As much as he valued his forebears, Robert was also keenly conscious of the burden of the legacy. The family name, this leader of the conservative wing of the GOP noted, "supplies the impetus which gives a man his start, but that impetus does not last forever. After the start is made, it is only by his own effort that a man can keep going, and one with a family name has a lot to live up to."

The Tafts, while hardly perfect, managed to “live up to” the burden of public service without the shattering traumas endured by others. An article I came across on America’s top 10 political dynasties ranks the Tafts at only #7. But I would move them up at least several notches.

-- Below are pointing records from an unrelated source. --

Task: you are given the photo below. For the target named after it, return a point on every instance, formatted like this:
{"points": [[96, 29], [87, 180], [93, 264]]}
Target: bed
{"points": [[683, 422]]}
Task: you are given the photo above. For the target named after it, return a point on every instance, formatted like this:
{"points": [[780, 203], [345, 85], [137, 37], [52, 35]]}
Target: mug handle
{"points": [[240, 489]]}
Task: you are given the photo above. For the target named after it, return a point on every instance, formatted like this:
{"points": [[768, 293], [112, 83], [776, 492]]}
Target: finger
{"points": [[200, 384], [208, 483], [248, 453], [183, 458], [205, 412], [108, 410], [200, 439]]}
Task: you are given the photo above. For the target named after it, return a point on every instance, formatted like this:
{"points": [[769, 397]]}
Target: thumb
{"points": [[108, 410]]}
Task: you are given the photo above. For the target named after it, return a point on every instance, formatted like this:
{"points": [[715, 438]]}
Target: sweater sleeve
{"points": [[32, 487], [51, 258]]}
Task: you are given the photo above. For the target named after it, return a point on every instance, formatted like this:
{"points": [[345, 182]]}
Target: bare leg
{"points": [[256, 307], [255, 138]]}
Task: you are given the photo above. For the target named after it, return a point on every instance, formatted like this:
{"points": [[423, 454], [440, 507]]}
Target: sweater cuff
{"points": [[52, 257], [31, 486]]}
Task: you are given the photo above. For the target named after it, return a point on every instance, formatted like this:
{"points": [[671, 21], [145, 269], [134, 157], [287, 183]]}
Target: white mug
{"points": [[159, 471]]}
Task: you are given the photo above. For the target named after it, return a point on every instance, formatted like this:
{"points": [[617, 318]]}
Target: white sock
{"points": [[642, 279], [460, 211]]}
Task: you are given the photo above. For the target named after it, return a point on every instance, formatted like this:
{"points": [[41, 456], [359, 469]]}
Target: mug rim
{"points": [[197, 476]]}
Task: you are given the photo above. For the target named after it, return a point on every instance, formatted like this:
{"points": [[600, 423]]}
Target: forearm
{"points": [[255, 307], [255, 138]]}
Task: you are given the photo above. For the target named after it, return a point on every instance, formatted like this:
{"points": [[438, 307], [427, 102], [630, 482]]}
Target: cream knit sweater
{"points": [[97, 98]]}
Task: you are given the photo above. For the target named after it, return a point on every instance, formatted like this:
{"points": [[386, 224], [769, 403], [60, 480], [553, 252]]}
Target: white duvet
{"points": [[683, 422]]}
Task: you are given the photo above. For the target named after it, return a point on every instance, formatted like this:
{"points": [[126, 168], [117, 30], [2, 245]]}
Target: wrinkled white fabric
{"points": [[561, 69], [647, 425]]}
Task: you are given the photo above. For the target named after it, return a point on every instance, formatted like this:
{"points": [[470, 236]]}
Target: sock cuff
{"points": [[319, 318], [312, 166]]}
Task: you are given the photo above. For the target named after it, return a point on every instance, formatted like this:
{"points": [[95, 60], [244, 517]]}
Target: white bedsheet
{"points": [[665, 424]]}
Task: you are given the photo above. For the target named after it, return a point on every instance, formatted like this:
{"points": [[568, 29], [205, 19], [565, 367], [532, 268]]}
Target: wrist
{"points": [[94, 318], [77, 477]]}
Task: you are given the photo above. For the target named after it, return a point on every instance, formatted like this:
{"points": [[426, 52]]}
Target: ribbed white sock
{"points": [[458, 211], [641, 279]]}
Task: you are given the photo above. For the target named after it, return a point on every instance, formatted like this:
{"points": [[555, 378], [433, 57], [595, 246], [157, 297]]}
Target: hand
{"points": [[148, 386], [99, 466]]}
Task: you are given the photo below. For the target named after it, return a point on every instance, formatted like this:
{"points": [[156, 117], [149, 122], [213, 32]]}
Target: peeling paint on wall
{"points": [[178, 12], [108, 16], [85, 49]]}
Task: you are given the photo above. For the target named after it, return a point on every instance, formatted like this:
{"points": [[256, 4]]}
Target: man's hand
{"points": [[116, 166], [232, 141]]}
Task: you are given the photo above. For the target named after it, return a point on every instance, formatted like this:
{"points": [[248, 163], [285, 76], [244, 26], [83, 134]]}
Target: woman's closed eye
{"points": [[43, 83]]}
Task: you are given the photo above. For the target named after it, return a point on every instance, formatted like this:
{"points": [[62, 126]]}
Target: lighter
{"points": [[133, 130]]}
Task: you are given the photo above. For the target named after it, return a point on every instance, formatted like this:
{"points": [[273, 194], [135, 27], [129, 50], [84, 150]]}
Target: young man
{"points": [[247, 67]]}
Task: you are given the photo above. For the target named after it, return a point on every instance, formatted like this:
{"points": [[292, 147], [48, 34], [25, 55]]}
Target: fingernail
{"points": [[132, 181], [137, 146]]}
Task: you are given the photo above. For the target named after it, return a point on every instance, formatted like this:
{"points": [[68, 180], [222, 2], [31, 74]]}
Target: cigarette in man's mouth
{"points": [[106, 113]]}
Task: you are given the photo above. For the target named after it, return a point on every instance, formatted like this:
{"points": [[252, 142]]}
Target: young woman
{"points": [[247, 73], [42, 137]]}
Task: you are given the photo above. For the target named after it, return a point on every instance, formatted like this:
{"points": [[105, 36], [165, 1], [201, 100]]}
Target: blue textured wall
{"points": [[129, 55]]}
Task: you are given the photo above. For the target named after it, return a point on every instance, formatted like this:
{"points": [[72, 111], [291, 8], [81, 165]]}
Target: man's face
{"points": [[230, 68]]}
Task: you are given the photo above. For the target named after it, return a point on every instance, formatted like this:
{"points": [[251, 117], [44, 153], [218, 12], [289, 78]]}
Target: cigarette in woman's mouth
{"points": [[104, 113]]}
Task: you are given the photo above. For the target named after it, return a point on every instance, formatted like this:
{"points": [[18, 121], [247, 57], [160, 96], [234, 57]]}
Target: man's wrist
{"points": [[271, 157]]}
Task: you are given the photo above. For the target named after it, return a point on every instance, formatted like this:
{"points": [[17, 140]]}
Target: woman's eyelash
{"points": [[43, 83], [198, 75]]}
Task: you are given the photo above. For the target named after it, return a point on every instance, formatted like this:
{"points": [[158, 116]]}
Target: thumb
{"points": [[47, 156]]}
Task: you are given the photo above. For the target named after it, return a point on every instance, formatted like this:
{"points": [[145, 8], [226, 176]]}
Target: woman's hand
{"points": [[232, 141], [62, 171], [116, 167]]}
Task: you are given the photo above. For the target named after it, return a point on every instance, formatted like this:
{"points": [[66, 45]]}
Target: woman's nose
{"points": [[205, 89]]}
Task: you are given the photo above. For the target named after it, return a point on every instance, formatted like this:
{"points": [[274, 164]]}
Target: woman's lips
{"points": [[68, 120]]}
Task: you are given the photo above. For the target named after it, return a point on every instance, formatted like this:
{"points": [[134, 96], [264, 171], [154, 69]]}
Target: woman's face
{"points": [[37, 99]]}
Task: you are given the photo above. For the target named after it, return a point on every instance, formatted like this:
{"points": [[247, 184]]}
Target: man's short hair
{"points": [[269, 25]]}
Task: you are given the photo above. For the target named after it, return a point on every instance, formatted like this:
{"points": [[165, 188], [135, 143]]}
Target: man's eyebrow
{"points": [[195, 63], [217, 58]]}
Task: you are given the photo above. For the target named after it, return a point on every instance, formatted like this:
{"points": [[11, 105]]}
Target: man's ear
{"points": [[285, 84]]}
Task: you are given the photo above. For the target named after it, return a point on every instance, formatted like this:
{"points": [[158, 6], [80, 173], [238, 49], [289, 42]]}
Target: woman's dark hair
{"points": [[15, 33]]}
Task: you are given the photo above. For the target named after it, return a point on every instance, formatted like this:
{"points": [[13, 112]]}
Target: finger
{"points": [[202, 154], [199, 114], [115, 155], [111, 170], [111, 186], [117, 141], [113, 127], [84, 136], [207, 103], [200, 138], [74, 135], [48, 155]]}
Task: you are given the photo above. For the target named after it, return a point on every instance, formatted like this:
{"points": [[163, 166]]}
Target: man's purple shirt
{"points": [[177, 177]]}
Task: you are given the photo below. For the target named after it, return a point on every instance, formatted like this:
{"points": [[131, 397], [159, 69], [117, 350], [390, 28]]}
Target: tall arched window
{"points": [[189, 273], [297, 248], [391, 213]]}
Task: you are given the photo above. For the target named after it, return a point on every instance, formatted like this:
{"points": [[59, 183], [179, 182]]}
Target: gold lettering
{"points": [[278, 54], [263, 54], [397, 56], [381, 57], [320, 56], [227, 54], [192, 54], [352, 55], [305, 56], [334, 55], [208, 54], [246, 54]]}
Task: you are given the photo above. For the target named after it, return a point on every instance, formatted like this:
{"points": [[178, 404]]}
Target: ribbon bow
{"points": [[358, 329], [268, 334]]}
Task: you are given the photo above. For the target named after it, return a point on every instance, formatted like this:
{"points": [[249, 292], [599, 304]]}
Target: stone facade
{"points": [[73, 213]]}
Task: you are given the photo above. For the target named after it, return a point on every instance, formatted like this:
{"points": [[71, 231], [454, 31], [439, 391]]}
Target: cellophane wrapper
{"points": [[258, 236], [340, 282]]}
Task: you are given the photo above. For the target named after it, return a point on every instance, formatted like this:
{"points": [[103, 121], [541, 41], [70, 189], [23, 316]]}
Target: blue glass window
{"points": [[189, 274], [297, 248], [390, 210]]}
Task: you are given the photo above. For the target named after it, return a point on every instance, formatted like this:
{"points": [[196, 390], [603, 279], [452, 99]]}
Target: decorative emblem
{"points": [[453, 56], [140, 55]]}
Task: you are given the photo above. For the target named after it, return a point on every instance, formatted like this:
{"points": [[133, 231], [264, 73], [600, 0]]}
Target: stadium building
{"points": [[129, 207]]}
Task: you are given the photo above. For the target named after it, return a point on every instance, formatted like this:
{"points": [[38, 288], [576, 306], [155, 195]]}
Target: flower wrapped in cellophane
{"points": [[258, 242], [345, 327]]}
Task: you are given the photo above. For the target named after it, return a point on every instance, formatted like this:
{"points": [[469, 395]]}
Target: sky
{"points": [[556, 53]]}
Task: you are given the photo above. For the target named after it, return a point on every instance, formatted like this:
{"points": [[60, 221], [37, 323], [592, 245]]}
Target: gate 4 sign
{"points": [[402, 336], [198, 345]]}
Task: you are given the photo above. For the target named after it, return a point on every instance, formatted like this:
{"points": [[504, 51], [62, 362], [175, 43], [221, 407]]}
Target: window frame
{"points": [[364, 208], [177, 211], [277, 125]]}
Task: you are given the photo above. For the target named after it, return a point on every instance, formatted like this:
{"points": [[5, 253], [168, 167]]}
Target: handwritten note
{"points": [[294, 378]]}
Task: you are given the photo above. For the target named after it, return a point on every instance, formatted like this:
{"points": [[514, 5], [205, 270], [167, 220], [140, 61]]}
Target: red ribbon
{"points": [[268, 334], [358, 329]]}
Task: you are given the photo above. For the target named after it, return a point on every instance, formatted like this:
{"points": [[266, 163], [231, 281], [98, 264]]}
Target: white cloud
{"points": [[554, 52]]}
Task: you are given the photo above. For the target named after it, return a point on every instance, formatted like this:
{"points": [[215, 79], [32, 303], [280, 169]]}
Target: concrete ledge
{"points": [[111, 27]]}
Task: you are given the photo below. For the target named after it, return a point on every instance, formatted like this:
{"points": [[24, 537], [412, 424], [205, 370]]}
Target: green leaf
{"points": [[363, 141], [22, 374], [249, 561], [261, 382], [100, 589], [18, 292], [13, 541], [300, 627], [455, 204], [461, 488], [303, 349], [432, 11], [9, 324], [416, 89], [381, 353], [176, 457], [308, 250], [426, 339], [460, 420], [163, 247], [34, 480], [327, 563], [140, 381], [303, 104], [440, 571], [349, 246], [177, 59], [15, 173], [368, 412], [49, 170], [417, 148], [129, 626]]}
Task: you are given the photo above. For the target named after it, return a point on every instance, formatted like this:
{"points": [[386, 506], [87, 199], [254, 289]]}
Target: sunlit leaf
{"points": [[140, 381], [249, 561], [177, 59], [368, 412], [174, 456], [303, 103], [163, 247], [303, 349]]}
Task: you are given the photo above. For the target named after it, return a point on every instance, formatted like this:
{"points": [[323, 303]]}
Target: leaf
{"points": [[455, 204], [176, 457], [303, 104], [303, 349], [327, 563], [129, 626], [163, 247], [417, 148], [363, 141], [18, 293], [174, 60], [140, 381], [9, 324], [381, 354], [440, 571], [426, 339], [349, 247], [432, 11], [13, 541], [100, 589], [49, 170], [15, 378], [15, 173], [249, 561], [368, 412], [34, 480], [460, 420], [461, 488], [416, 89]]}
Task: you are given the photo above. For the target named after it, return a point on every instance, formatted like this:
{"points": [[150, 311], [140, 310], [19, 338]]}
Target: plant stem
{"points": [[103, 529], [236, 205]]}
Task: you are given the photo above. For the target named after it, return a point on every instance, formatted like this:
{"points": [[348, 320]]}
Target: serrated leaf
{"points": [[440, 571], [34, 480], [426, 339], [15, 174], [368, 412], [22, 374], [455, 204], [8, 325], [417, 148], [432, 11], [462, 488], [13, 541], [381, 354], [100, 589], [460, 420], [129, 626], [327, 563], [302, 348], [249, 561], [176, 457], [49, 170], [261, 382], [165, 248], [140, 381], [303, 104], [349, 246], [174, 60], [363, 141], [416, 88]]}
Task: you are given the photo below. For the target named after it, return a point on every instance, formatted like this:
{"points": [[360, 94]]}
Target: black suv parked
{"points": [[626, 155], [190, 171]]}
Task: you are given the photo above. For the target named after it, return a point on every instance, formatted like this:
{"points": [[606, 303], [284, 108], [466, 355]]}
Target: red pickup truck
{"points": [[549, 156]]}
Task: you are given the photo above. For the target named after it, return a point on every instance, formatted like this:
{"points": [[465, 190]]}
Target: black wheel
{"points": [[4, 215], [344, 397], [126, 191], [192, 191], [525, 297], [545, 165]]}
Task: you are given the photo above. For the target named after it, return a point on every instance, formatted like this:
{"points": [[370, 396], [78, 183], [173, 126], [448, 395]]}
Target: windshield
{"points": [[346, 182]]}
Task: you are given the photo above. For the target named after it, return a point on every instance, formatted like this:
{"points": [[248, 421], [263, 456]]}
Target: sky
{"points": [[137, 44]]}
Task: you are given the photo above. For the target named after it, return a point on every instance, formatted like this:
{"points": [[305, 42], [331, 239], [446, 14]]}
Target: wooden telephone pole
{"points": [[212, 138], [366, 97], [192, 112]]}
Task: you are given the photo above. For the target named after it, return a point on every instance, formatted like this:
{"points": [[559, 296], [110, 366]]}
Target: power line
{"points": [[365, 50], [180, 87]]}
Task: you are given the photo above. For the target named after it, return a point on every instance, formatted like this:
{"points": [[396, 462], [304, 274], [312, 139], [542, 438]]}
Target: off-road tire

Consider the principal figures in this remarkable family:

*Alphonso Taft (1810-1891), one of the founders of the Republican Party in Ohio, served as Attorney-General and Secretary of War in the administration of Ulysses S. Grant, and later as U.S. minister to Austria-Hungary and Russia.

*William Howard Taft (1857-1930) did not immediately get his heart’s desire—appointment as Chief Justice of the Supreme Court—because he wanted to see an important job (Governor-General of the Philippines) through, then later because, against his better judgment, he was persuaded by his wife to accept Theodore Roosevelt's anointing as his successor for President. What followed was the breakup of his friendship with TR, loss of his reelection bid in 1912, and a sundering of the Republican Party between its conservative and more moderate wings that has lasted the good part of a century.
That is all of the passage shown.